Revolutionary Socialism in the 21st Century
 
Revolutionary
Socialism in the
21st Century

Pilfering, pranks and working-class pride – a review of the BBC’s ‘Cradle to Grave’

Colin Revolting

The BBC sitcom Cradle to Grave is a sympathetic and engaging portrait of working-class London, set at a key time for class struggle. Colin Revolting reviews.

cradle

Film-maker Ken Loach says, “the left often forgets to attend to the living details of working class life.” A good stab at doing just that emerged from an unlikely source – a BBC sitcom.

Cradle to the Grave is based on Danny Baker’s amusing autobiography about growing up in south east London in the 1970s (which I would also recommend).

Danny’s dad was a docker and the TV series portrays him and his workmates running rings round the dock bosses and ship owners. Acts of redistributing wealth are common and a pleasure to watch – how different it looks to tales of Amazon’s warehouses. The dockers’ cocky class confidence is a joy to behold.

Many of their tricks and tales have that ring of truth – if told with Baker’s nostalgia for the era and council estate life – viewed from his self-proclaimed ‘Toad Hall’ home in Blackheath.

The teenagers also get up to the sort of trouble and laughs that teenagers have done for as long as they have existed. Like Ken Loach’s classic film Kes, which the series references, school is shown as somewhere that offers opportunities but also has a strict socialising agenda – which the school friends dodge and subvert as often as possible.

The show is set at a pivotal time for the dockers and Britain’s working class in general: the intense, heightened period of class struggle known as the Upturn. In the midst of this the employers began transporting cargo in containers, making dockers redundant and threatening their livelihoods. They went on strike to protect their jobs and five leading dockers were sent to Pentonville prison for defying an injunction against picketing. This led to an almost general strike across the country – until the Government had to relent and release the Pentonville Five. But I’m getting carried away – you’ll have to look elsewhere, for instance this brilliant 15 minute film, to see those events portrayed.

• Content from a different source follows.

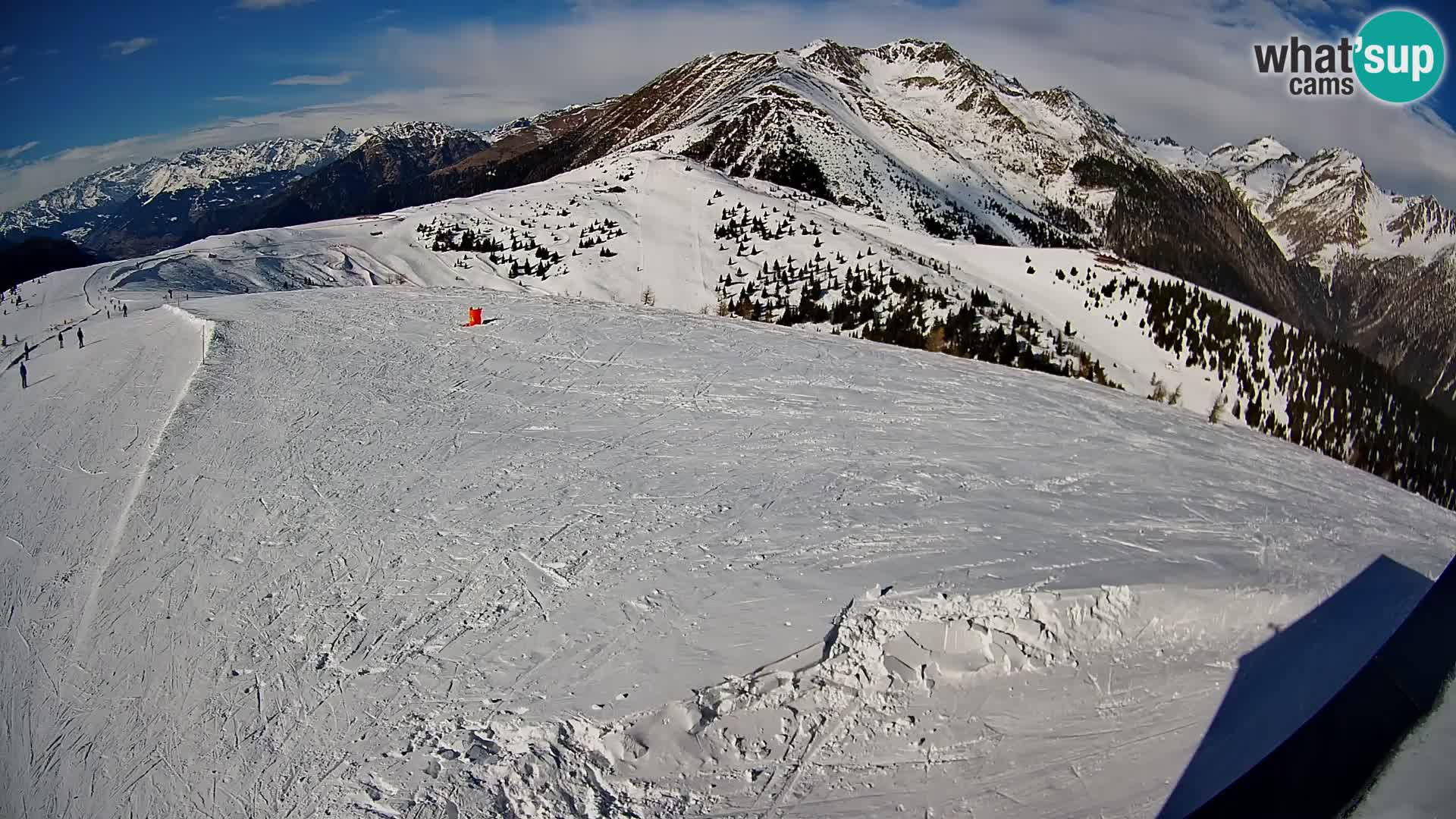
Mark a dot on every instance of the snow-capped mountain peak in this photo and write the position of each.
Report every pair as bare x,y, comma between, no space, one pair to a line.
226,174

As well as now being available on DVD the series has helped to raise another two finger salute to the powers that be. On Sunday Morning TV last week, Squeeze sang the show’s theme song to an audience sitting on Andrew Marr’s studio sofa, which included…David Cameron.

 

I grew up in council housing,

Part of what made Britain great,

There are some here who are hellbent,

On the destruction of the welfare state.”

 

The spirit of cocky class pride lives on.